• Allemagne, 31 janvier 1945... Les suicides de Wildenhagen

    Allemagne, 31 janvier 1945... Les suicides de Wildenhagen

    « J'étais accrochée à une corde qui me coupait la gorge et je n'arrivais pas à m'agenouiller comme ma mère me le demandait. Non, je n'y arrivais pas. Dès que je manquais d'air, que ma vue se troublait et que la tête me tournait, je me relevais et je me mettais à respirer...» L'une des survivantes de cette horrible journée raconte comment soudain elle a découvert que sa mère s'était donnée la mort dans ce grenier où tous, ils avaient décidé de se pendre. Une autre rescapée d'une tuerie restée comme la conséquence d'une manipulation nazie particulièrement destabilisatrice avoue faire aujourd'hui encore des cauchemars. « On savait que les Russes arrivaient. A chaque fois, je veux me cacher, parce que quelqu'un veut me tuer ! » confiera-t-elle lors du tournage du film, alors qu'elle avait choisi de retrouver le village de son enfance, peut-être pour exorciser ce qu'il restait de ce terrible hiver 1944/1945. Soucieux de se servir d'eux comme de boucliers humains, les nazis avaient effectivement propagé par la voie et depuis déjà plusieurs mois des ondes des messages alarmistes.

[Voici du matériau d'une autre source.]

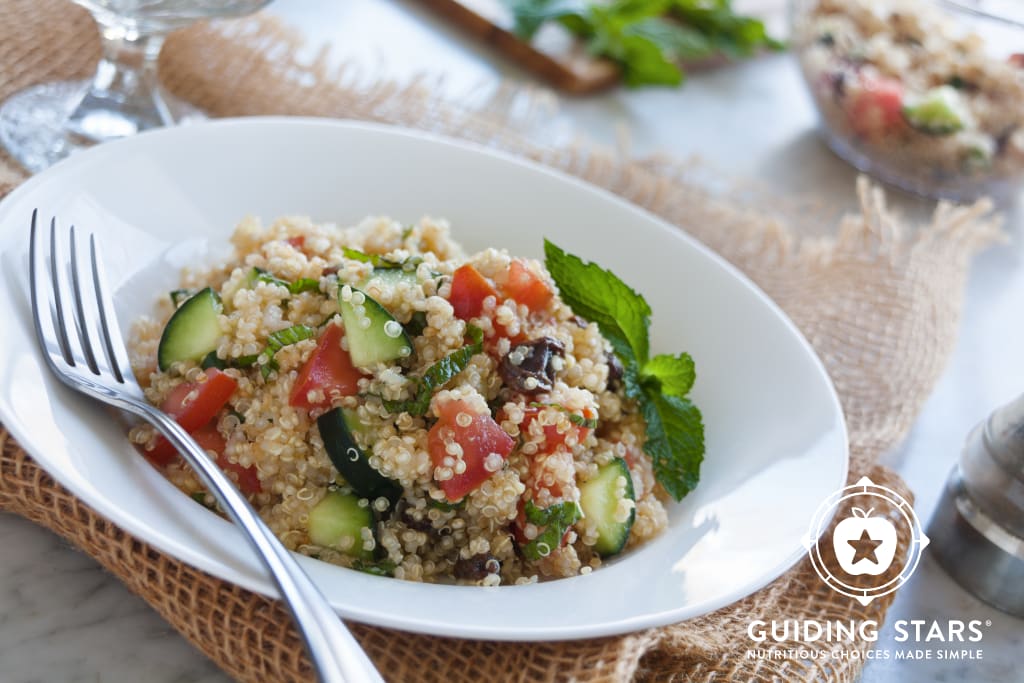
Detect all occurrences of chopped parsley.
[519,501,583,560]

    Une ancienne ferme restée debout à Lubin, un petit village aujourd'hui devenu polonais situé dans le Brandenbourg oriental, témoigne encore aujourd'hui de ce qui s'est passé ce 31 janvier 1945 à Wildenhagen. Les hommes partis à la guerre, cette petite localité peuplée de femmes, d'enfants et de vieillards s'est sentie abandonnée et cette peur de devoir soudain se trouver confrontés à une Armée rouge présentée comme violente a joué et toute la population a eu peur d'avoir à contenir les abus de brutes venues de l'est et de sous-hommes au visage grimaçant présentées comme des sous-hommes habités par des pulsions animales. A tel point que des voitures et des charrettes chargées de matelas et d'ustensiles divers avaient déjà été préparées pour fuir. Avant que surgisse une autre idée, terrible celle-là, celle d'une pendaison organisée car, si certains voulaient fuir, d'autres ne le souhaitaient pas !

    Un film de Carmen ECKARDT poignant, que la chaîne Arte a diffusé voici déjà quelques années.